In reference to its plan to regain compliance, on April 7, 2026, the Firm introduced its plan to vary the ratio of its ADS to Class B strange shares from the earlier ratio of 1 (1) ADS to eight (8) Class B strange shares to a brand new ratio of 1 (1) ADS to 200 and forty (240) Class B strange shares. Efficient April 24, 2026, the Firm effected a 1-for-30 reverse share cut up.
About Trident
Trident is a number one catalyst for digital transformation in digital optimization, know-how companies, and Internet 3.0 activation worldwide, based mostly in Singapore. The Firm presents industrial and technological digital options designed to optimize its purchasers’ expertise with their end-users by selling digital adoption and self-service.
Tridentity, the Firm’s flagship product, is an progressive and extremely safe blockchain-based id resolution designed to offer safe single sign-on authentication capabilities to built-in third-party techniques throughout varied industries. Tridentity goals to supply unparalleled security measures, guaranteeing the safety of delicate info and stopping potential threats, thus promising a brand new safe period within the world digital panorama basically, and in South Asia and so on.

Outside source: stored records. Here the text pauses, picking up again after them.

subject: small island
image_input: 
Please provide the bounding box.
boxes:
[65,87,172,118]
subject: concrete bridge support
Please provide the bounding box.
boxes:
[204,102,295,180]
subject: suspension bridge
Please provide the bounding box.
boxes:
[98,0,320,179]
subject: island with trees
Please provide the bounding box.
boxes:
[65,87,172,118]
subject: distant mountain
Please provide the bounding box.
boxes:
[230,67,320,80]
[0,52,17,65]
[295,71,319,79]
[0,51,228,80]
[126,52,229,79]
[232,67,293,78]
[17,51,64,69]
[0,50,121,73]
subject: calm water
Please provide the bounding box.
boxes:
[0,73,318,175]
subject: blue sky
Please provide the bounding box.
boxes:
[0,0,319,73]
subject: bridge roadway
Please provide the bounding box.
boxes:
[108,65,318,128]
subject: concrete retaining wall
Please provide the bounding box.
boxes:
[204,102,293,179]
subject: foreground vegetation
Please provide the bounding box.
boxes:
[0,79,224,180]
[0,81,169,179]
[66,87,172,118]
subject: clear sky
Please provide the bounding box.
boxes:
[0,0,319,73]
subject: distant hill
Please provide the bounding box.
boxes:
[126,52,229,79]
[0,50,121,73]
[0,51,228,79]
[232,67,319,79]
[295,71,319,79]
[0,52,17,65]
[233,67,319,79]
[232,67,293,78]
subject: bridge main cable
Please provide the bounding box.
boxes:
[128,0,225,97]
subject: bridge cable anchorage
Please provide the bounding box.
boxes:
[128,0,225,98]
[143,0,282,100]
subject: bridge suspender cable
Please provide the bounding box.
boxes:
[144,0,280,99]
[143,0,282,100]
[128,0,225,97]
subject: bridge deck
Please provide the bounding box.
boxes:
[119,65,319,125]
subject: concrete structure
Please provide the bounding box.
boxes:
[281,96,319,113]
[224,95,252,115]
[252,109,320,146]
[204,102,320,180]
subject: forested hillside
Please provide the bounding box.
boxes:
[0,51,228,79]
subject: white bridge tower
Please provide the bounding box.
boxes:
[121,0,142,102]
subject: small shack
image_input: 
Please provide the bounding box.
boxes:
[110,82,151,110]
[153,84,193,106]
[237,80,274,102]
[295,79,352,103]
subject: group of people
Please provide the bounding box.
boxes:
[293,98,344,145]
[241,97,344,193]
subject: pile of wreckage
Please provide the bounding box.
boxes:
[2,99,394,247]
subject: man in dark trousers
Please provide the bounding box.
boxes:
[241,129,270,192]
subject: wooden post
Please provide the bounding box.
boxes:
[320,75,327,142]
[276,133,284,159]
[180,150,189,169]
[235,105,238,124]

Past Tridentity, the Firm’s mission is to change into the worldwide chief in Internet 3.0 activation, notably connecting companies to a dependable and safe technological platform, with tailor-made and optimized buyer experiences, with a robust concentrate on Africa and different excessive development markets. For extra info, go to: https://tridentity.me/
Secure Harbor Assertion
This announcement comprises statements that will represent “forward-looking” statements pursuant to the “safe harbor” provisions of the U.S. Personal Securities Litigation Reform Act of 1995. These forward-looking statements will be recognized by terminology corresponding to “will,” “expects,” “anticipates,” “aims,” “future,” “intends,” “plans,” “believes,” “estimates,” “likely to,” and related statements. The Firm can also make written or oral forward-looking statements in its periodic stories to the U.S. Securities and Change Fee (the “SEC”), in its annual report back to shareholders, in bulletins and different written supplies, and in oral statements made by its officers, administrators, or workers to 3rd events. Statements that aren’t historic information, together with statements in regards to the Firm’s beliefs, plans, and expectations, are forward-looking statements. Ahead-looking statements contain inherent dangers and uncertainties. A variety of elements might additionally trigger precise outcomes to vary materially from these contained in any forward-looking assertion, together with however not restricted to the next: potential adversarial reactions or adjustments to enterprise relationships; adversarial adjustments basically financial or market circumstances; and actions by third events, together with authorities businesses; the Firm’s methods, future enterprise growth, and monetary situation and outcomes of operations; the anticipated development of the digital options market; the political, financial, social and authorized developments within the jurisdictions that the Firm operates in or through which the Firm intends to develop its enterprise and operations; the Firm’s capability to keep up and improve its model. Additional info concerning these and different dangers is included within the Firm’s filings with the SEC. All info offered on this announcement is as of the date of this announcement, and the Firm doesn’t undertake any obligation to replace any forward-looking assertion, besides as required below relevant legislation.